Documents show agri-business coached Peter Phillips, edited academic articles.
The University of Saskatchewan and one of its well-known professors are acting like “sock puppets” for agri-business giant Monsanto, says a U.S. researcher.
Gary Ruskin of U.S. Right to Know has obtained thousands of pages documenting North American university ties to corporations involved in genetic engineering.
Ruskin recently shared with CBC News nearly 700 pages of U of S emails and other material. Ruskin said the documents show Monsanto has recruited a team of top academics in a “Machiavellian” effort to sway public opinion.
But a Saskatchewan professor featured in the documents says there’s nothing inappropriate about his work with Monsanto. The U of S agrees.
Peter Phillips, a distinguished professor in the U of S Johnson Shoyama Graduate School of Public Policy, said no money ever changed hands, and academics are mandated by their universities and granting agencies to partner with industry and other groups.
“We don’t do research in isolation,” Phillips said. “Where appropriate, we have been fully transparent.”
The documents show Monsanto coached Phillips on social media and public relations strategies. It also enlisted Phillips to help solve its problems with U.S. government agencies.
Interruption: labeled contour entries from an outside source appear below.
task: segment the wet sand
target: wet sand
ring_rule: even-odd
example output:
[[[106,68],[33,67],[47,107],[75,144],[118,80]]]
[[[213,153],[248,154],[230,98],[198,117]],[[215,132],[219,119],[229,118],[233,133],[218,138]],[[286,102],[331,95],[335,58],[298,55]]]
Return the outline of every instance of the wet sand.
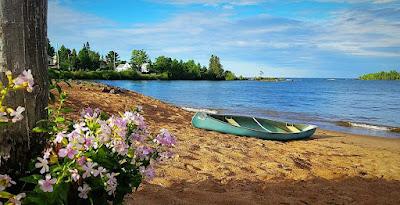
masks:
[[[178,139],[174,159],[126,204],[400,204],[400,139],[318,130],[310,140],[278,142],[196,129],[194,113],[130,91],[74,82],[68,114],[111,114],[143,106],[152,132]]]

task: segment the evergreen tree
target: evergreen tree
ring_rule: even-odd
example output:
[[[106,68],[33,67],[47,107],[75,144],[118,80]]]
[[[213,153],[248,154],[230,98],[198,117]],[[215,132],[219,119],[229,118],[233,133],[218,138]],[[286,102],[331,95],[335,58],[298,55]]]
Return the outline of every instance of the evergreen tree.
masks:
[[[78,68],[79,59],[78,59],[78,54],[76,53],[75,49],[72,49],[72,53],[70,56],[70,64],[71,64],[71,69]]]
[[[64,45],[60,47],[58,50],[58,62],[60,63],[60,69],[61,70],[67,70],[71,67],[70,64],[70,57],[71,55],[71,50],[66,48]]]
[[[150,58],[144,50],[133,50],[131,64],[136,68],[140,68],[144,63],[150,63]]]
[[[56,54],[54,47],[50,44],[50,40],[47,38],[47,55],[53,57]]]
[[[222,69],[218,56],[211,55],[208,71],[214,79],[221,80],[224,78],[224,69]]]
[[[115,60],[115,64],[114,64],[114,60]],[[108,52],[106,55],[106,63],[107,63],[107,67],[109,67],[111,69],[114,69],[114,65],[118,66],[118,64],[119,64],[118,53],[115,51]]]

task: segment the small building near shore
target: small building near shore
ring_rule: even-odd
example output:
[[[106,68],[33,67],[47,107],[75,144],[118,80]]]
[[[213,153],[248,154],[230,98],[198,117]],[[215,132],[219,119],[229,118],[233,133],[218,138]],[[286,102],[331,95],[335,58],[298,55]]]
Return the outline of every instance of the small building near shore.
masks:
[[[129,63],[122,63],[122,64],[119,64],[119,65],[115,68],[115,70],[118,71],[118,72],[125,71],[125,70],[129,70],[129,69],[132,69],[132,66],[131,66],[131,64],[129,64]]]
[[[150,63],[143,63],[142,66],[140,66],[140,72],[141,73],[149,73],[150,72]]]

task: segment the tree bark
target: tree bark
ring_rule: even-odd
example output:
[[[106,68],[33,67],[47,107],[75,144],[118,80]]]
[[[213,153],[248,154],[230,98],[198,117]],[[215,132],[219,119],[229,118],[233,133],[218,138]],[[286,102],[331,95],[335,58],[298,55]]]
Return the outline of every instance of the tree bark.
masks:
[[[40,149],[32,128],[47,117],[47,0],[0,0],[0,69],[14,76],[31,69],[35,80],[32,93],[18,91],[6,97],[6,105],[25,107],[24,119],[0,128],[0,173],[18,175]],[[4,74],[0,78],[7,81]]]

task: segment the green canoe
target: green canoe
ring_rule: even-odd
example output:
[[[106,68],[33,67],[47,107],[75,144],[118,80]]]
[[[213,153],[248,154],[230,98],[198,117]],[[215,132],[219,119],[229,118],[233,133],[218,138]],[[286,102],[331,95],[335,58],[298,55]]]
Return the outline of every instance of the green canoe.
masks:
[[[263,118],[196,113],[194,127],[227,134],[256,137],[266,140],[298,140],[311,137],[317,126],[290,124]]]

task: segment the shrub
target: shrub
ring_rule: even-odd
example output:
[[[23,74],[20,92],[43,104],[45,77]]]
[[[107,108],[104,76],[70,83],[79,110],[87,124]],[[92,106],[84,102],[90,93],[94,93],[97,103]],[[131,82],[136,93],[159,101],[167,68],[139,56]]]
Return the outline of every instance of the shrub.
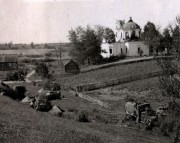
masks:
[[[45,55],[46,57],[51,57],[51,56],[53,56],[52,53],[45,53],[44,55]]]
[[[89,122],[89,114],[86,110],[79,113],[79,122]]]
[[[49,75],[49,69],[48,67],[46,66],[46,64],[44,63],[39,63],[37,66],[36,66],[36,73],[43,77],[43,78],[47,78],[48,75]]]
[[[24,81],[24,78],[27,74],[26,69],[19,69],[18,71],[9,72],[6,74],[5,80],[12,80],[12,81]]]
[[[61,90],[61,86],[59,83],[56,83],[52,80],[47,80],[44,84],[44,89],[52,90],[52,91],[59,91]]]

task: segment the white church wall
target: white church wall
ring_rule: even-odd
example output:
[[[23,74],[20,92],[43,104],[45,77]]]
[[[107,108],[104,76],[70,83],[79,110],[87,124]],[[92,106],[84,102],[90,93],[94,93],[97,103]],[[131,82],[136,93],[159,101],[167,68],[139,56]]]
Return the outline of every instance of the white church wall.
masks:
[[[143,41],[126,42],[127,56],[139,56],[138,48],[143,51],[142,55],[149,55],[149,47]]]
[[[101,55],[104,58],[109,58],[112,54],[110,53],[110,47],[112,47],[112,44],[109,43],[102,43],[101,45]],[[113,50],[113,49],[112,49]]]

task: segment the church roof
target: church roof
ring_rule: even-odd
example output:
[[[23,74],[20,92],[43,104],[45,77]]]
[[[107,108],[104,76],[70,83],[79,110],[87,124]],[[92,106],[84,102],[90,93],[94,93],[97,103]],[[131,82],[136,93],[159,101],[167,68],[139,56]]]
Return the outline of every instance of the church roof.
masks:
[[[130,17],[130,20],[123,25],[124,30],[130,30],[130,29],[140,29],[140,26],[133,22],[132,18]]]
According to the documents, Monsanto edited U of S academic articles with no public mention of the corporation’s role. As well, the documents indicate the company’s executives oversaw the guest list and content of a U of S symposium.
(Click here for a summary of selected correspondence between Monsanto and Phillips.)
Ethically complicated field, says consultant
CBC News asked Saskatoon consultant Steven Lewis to review the documents. Lewis served a lead author of the widely-cited journal article, “Dancing with the Porcupine: rules for governing the university-industry relationship.”